Mi sveglio ed è mattina molto presto. Penso: peccato, sarebbe potuto essere un sogno interessante. Vado in bagno, poi torno a letto a dormire ancora. Incredibilmente, riesco a riprendere il sogno da dove l’ho lasciato.

Il tipo mi ha circuita e ho deciso di giocare con lui. Ci approcciamo, gli sorrido, mi sorride. Ha l’aria di uno che sa quello che fa, anche troppo. Mi lascio mettere a novanta sul letto – ma forse è un tavolo, non capisco. Lui mi dice qualcosa che non ricordo e gli rispondo: “Guarda che io ce l’ho un Padrone”. Non voglio che si faccia troppi viaggi.
Lui sembra sorpreso, interessato; risponde: “Ah davvero, hai un Padrone? Ma è giovane, ha poca esperienza? Se vuole posso dargli qualche lezione, insegnargli”. Lo guardo aggrottando le sopracciglia: chi si crede di essere? Rispondo: “Intanto vediamo come va questa sessione, poi vedremo se sei in grado di dare lezioni”.

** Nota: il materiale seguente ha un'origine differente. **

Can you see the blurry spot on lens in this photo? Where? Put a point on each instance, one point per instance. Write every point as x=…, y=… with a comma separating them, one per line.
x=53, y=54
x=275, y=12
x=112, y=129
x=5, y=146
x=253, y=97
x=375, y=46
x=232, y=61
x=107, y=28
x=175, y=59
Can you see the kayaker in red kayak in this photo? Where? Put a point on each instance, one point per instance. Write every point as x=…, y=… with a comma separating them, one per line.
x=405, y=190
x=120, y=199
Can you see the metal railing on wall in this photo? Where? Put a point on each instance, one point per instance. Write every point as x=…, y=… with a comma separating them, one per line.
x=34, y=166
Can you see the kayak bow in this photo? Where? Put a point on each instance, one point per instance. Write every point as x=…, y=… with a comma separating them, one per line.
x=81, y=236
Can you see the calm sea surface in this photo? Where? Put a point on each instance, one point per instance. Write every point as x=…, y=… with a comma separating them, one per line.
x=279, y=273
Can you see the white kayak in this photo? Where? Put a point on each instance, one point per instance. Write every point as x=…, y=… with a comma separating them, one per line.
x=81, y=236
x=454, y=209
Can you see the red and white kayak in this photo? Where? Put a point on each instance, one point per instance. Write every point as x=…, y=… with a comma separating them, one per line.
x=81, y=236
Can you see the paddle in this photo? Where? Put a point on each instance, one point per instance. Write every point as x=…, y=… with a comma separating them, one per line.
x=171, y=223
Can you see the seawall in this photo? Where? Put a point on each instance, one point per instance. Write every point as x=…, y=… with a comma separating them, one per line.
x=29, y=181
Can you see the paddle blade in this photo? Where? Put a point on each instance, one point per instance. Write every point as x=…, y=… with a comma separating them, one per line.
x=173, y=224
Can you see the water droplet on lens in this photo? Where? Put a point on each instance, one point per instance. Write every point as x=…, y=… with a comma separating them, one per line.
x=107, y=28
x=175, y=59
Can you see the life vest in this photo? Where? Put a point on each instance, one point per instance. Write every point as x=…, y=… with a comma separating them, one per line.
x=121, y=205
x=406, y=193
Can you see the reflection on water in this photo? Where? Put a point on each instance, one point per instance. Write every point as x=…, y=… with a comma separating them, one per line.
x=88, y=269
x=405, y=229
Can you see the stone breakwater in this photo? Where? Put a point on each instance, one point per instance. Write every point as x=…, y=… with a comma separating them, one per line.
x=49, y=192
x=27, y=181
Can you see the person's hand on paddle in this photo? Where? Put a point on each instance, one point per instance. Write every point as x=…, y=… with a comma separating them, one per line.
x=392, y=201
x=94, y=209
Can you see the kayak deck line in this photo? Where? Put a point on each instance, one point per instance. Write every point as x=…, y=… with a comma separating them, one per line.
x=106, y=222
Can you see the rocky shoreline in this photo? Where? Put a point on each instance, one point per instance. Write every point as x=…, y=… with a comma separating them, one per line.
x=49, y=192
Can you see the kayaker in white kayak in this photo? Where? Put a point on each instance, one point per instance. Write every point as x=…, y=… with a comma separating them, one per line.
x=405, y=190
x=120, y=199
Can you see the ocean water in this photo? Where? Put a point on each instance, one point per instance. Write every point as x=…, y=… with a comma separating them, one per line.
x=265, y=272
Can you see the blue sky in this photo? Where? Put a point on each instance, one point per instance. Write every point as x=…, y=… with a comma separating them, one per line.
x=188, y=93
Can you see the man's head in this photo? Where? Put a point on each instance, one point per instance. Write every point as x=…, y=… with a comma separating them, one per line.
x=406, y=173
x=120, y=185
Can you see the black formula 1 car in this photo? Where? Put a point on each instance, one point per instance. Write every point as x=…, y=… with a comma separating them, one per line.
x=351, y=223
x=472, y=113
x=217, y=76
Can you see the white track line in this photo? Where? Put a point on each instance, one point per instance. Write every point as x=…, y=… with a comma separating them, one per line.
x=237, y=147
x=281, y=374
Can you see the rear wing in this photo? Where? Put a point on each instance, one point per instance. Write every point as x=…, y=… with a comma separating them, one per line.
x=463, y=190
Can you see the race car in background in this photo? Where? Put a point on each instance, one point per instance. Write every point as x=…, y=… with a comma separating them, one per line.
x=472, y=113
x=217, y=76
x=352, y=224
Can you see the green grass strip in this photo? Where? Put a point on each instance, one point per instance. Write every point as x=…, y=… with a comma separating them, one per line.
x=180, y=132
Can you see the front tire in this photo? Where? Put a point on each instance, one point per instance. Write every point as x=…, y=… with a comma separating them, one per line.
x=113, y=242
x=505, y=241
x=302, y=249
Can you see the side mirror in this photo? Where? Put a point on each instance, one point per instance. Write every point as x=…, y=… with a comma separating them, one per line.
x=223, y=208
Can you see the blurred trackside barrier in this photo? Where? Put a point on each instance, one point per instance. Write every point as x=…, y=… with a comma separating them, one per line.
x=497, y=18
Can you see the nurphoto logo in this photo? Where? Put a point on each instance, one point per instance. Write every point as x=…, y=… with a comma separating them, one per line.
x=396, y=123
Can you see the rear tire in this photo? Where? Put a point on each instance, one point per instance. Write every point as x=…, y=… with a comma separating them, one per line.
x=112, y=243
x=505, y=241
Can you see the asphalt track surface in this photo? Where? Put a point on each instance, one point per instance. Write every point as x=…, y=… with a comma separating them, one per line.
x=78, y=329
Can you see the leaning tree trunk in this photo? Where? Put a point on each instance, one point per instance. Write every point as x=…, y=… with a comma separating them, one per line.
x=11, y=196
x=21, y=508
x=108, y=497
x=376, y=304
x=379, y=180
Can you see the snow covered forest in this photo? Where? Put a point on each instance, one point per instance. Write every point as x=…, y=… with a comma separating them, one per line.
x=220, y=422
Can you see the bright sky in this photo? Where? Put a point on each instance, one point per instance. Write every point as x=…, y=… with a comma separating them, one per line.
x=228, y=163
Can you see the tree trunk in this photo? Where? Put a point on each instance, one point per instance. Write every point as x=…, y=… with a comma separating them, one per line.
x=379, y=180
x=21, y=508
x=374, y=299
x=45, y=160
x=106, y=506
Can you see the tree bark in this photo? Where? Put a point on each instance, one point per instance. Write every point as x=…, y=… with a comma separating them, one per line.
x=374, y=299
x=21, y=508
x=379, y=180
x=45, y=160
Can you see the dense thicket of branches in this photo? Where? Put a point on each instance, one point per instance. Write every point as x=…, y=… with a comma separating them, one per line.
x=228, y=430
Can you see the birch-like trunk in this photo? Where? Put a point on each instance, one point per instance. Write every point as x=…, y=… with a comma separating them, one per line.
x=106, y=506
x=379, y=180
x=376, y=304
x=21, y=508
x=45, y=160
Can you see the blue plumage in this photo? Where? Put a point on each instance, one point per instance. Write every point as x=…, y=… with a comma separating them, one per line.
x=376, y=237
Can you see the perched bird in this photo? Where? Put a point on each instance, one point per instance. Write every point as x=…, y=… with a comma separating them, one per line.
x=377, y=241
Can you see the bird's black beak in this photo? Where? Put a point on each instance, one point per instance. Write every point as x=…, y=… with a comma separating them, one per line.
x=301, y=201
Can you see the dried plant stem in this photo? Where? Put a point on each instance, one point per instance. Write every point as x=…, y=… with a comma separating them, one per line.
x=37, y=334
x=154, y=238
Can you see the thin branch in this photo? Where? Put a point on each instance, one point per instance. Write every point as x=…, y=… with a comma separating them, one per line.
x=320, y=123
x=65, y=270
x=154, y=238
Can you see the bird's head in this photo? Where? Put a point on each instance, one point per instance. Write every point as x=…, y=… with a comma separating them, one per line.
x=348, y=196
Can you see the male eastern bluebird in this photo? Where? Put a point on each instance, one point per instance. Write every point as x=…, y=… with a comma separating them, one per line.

Lui ridacchia, mi preme giù e mi bisbiglia all’orecchio una parola strana, in francese, che non so che significa. Capisco che sarà la mia safeword e la ripeto due o tre volte per essere sicura di ricordarla e di pronunciarla giusta. Lui annuisce e va dietro di me.
Mi dà quattro pacchette leggere sul culo; mi tendo, aspettando la botta forte, ma lui si gira e si allontana. Subito resto interdetta, penso: che cazzo fa? Poi torno a tendermi: dev’essere una strategia per farmi anelare, penso. Ansimo, poi mi giro a guardarlo e vedo che si sfila i pantaloni. Torno ad aggrottare le sopracciglia: spero bene che non finisca che vuol solo scoparmi, perché è l’ultima cosa che m’interessa.
Stacco.
Stiamo facendo come la lotta sul letto di prima, mi preme sotto di lui, mi rigira. Mi diverto finché non lo vedo togliere il cappuccio ad una siringa. Mi agito violentemente, cercando di divincolarmi, ma mi trattiene strettamente le gambe. Grido: “No, no, ehi, non voglio!” – e dico la safeword. Lui mi ignora e mi inietta quella che so essere droga nel ginocchio sinistro. Io m’incazzo. Finalmente mi lascia andare.
Mi tiro a sedere e glie ne dico di tutti i colori. Lui fa spallucce, mi dice: “Ma dai, avrai delle sensazioni incredibili; e vedrai che effetto che avrà su di me, sarà grandioso”, e capisco che intende che la droga gli farà avere un’erezione notevole. E’ in camicia nera e boxer bianchi, larghi, a righine rosse.
Io mi inalbero: “Ma non capisci – gli grido – Se mi droghi, io non saprò mai se quello che sento saranno sensazioni mie o date dalla droga; se saranno sensazioni che sorgono dal gioco, da quello che mi fai, da te, o dalla droga. Non intendo giocare così, neanche per sogno”.

Infatti, mi sveglio.
Resto a letto a rimuginarci su un po’. Che fase rem sprecata, penso, per un sogno così insulso, inutile. Eppure, quello che ho detto al tizio, seppure in sogno, è vero. Il mio inconscio mi supporta; quello che provo nel bdsm, voglio che sia mio. Che mi appartenga e che sorga unicamente da me, dal mio Padrone, dall’alchimia che si crea tra noi grazie al bdsm stesso.